Students learn to model verbal expressions with a visual tool known as "Circles of Evaluation".

Lesson Goals

Students will be able to…

Model an arithmetic expression using Circles of Evaluation.
Translate between verbal expressions, Circles of Evaluation, and mathematical expressions.
Recognize when expressions in words are ambiguous.

Student-facing Lesson Goals

Let’s analyze the structure of verbal expressions using Circles of Evaluation.

Materials

Assembling Pages:

Supplemental Materials

Additional Printable Pages for Scaffolding and Practice
- Matching Math to Words

Preparation

This activity involves a card sort. The easiest way to prepare for the card sort is to give each pair of students an envelope containing the three sets of cards. Keep each set (Expressions, Circles of Evaluation, and Verbal Expressions) together with rubber bands or paperclips. We recommend printing each set on a different color of paper.

Key Points For The Facilitator

This lesson may challenge students' ideas of math as a subject that is entirely black and white. This theme - that there are oftentimes a variety of completely valid ways of seeing a seemingly simple problem - will emerge again.

Glossary

arithmetic expression: a mathematical expression that consists of numbers and operators, which does not have an equal sign. When we apply the laws of arithmetic, arithmetic expressions can be simplified to a single numeric value.
circle of evaluation: a diagram of the structure of a mathematical expression
equation: a statement that two expressions are equal
function: a relation from a set of inputs to a set of possible outputs, where each input is related to exactly one output
operator: a symbol that manipulates two Numbers and produces a result

🔗Circles of Evaluation 30 minutes

Overview

Students match Circles of Evaluation to arithmetic expressions, and then they consider how those arithmetic expressions in words map onto Circles of Evaluation.

Launch

Give each pair of students an envelope and explain that it contains three sets of cards, which you will print from Card Sort (Arithmetic Expressions), Card Sort (Circles of Evaluation), and Card Sort (Verbal Expressions).

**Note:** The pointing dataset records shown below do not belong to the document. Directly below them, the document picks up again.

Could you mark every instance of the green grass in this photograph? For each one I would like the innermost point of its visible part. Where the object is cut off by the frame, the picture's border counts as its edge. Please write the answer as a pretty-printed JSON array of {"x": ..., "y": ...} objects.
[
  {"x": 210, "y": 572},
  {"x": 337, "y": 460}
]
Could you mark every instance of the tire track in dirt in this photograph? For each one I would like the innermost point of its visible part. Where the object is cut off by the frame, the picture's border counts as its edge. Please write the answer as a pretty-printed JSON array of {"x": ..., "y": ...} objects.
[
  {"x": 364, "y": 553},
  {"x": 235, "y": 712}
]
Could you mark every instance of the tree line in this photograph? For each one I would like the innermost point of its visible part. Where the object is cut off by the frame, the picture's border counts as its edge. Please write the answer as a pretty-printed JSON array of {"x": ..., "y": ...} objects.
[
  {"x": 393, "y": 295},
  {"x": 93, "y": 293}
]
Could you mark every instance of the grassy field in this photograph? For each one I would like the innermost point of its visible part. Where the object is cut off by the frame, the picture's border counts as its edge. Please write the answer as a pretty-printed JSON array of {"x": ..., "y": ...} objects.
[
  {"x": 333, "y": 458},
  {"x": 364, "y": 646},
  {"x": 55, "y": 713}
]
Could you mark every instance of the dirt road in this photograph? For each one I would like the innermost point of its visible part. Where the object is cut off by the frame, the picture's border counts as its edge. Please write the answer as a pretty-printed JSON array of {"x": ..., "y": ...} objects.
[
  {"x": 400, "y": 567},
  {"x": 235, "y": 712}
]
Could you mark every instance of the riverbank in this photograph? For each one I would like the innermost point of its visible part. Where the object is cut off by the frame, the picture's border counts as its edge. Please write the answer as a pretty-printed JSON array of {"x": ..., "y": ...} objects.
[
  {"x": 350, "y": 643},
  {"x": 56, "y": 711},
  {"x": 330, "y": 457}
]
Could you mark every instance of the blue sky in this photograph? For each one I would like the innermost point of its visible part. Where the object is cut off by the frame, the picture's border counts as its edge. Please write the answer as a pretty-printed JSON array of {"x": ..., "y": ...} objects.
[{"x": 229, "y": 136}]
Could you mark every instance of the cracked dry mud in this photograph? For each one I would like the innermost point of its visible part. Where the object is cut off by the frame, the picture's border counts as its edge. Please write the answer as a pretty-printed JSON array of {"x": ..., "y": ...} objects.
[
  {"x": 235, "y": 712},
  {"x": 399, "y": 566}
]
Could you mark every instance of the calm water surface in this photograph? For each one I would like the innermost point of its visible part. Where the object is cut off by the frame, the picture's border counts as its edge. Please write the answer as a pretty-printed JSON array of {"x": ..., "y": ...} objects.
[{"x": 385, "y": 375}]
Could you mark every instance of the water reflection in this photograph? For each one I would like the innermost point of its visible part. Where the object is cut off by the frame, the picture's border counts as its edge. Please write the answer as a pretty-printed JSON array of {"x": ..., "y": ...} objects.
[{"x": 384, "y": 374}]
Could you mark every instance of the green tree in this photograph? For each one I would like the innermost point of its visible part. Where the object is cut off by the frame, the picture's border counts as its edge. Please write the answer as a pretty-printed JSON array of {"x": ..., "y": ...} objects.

Look through the first set of cards. What do you notice?
- Students should notice that the first set of cards includes arithmetic expressions. The expressions on these cards each include the number 15, the number 3, and an operator. Note that because these are expressions - not equations - they do not include an equal sign.
Now, look through the second set of cards. What do you notice?
- Students should observe that each card includes an oval-shaped diagram. They may also notice the position of the numbers and operator within that diagram.

This second set of cards includes Circles of Evaluation. A Circle of Evaluation helps students visualize the structure of the mathematical expressions they encounter. For the time being, here’s what students need to know about them:

Every Circle must have one - and only one! - operator (or function!), written at the top.
The inputs of the operator are written left to right, in the middle of the Circle.

Share these two key concepts before explaining the following instructions.

With your partner, match each Arithmetic Expression card with the corresponding Circle of Evaluation card. Do not sort the Verbal Expression cards yet.
Create a separate pile for any cards that do not have a match.
- Cards with no match include: 15 × ¹/₃, the Circle of Evaluation with the function between the operators rather than at the top of the Circle, and the Circle of Evaluation for 3 + 15.
Lay the cards out on the table in front of you so you can clearly see both the Circle of Evaluation and the expression.
Discuss any questions that arose.

Circulate as students sort their cards, ensuring that they are carefully analyzing each card so that they see the connection between the arithmetic expression and the Circle of Evaluation. This first phase of matching cards should be relatively quick - but it might raise questions on a few topics:

Symbols. Circles of Evaluation utilize * to represent multiplication and / to represent division. (Why? Circles of Evaluation are a bridge representation - one which can eventually be used to help students learn to code! These are also the symbols used to type mathematical expressions into a search bar! Although we use these symbols on all of our materials, you and your students can use whichever operator symbols are most comfortable.)
Order of terms. While 15 + 3 and 3 + 15 both evaluate to the same answer, they are not the same expression. Highlight this difference for students.
Position of the operator. The operator always belongs at the top of the Circle, and not in between terms. Explain to students that this is a convention we must follow when working with Circles of Evaluation.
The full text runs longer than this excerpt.